Edgbaston Pumping Station including attached store room, standby generator room and ornamented chimney stack is a Grade II listed building in the Birmingham local planning authority area, England. First listed on 17 August 1979. Water pumping station. 5 related planning applications.

Edgbaston Pumping Station including attached store room, standby generator room and ornamented chimney stack

WRENN ID
secret-barrel-fog
Grade
II
Local Planning Authority
Birmingham
Country
England
Date first listed
17 August 1979
Type
Water pumping station
Source
Historic England listing

Description

Edgbaston Pumping Station

A water pumping station completed in 1862, designed by John Henry Chamberlain for Birmingham Corporation. The building comprises one and two storeys with a basement, together with an attached store room, standby generator room, and an ornamental chimney stack in the form of a campanile with four stages.

The structure is constructed in red brick laid in English bond with blue brick diapering and stone dressings. The roof is covered in alternating bands of plain and fishscale slates.

The east front is divided into four gabled bays. The left-hand bay is taller than the others and projects slightly. Its lower body contains a pair of half-glazed doors reached by an external staircase with stone treads. These doors have a segmental head and are flanked by buttresses with offsets on either side. The gable features stone kneelers and coping, with a cusped circular window set within a recessed panel decorated with chevron brick patterns and alternating red and blue brick voussoirs. Immediately to the right is a bay containing a reduced archway at ground floor level, formerly connecting to a now-demolished forebuilding. This opening has been infilled with twentieth-century brickwork and fitted with double doors to the centre; a stone head surmounts the original arch, above which a stone corbel projects. Above this is a smaller circular window with quatrefoil tracery, set in an equally decorated recessed panel with voussoirs. The two bays to the right contain a single large arch between them. At either side of these bays is a lattice pattern of diapering, and the gables above carry two circular windows each with trefoil patterns. Penthouses crown the ridge of each gabled roof. Projecting stone corbels and cut H-beams indicate the former attachment points of the demolished forebuilding's roof.

The south front features a projecting block at the right containing two tall lancet windows divided by a buttress with offsets. These lancets have metal-framed fenestration. Below the left window is a door with a cambered arch; both this door and the lower portion of the window have been blocked with brick infill. A dentilled cornice runs along the top of the wall, and the roof slope above contains four gabled dormer windows. Recessed to the left stands the campanile chimney, connected to the main block by a low range with a pointed arch forming a pedestrian passageway.

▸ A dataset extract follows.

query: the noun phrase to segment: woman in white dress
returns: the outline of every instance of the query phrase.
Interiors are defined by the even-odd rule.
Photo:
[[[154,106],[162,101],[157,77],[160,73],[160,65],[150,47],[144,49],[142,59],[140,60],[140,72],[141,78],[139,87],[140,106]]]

The campanile tower is distinguished by decorative string courses and bands of stone and blue brick arranged across its four principal stages, each repeated on all sides. The lowest stage contains three lancets with joined heads. The stage above features a two-light opening with trefoil heads to each light and a quatrefoil in the ashlar apex. The third stage has a single lancet centred on each side, above which runs a decorative sculpted flush band incorporating quatrefoils. The topmost stage carries a two-light opening to each side with panels of rich carving below, each opening having a stone mullion at centre and cusped heads to the lights. Console brackets support the projecting balcony that encircles the tower, which is fitted with a wrought iron balustrade. Behind the balcony stands the octagonal, panelled flue. At the top, a truncated spire forms the mouth of the chimney. A tall battered buttress against the lower body of the south front of the tower may be a later addition.

The west front displays the projecting tower at the left, with three gables carrying circular windows to its right, as on the east front. A lean-to projection partially masks the lower body of this elevation.

The north face shows the tower at the right, with the north face of one of the former engine halls to its left, which contains four round-headed windows. The penthouse to the ridge has wooden panels to its side decorated with quatrefoils.

The interior was not fully inspected for health and safety reasons. Views through windows indicate that two of the former engine halls are now empty, and a back-up generator for the site is believed to occupy another space.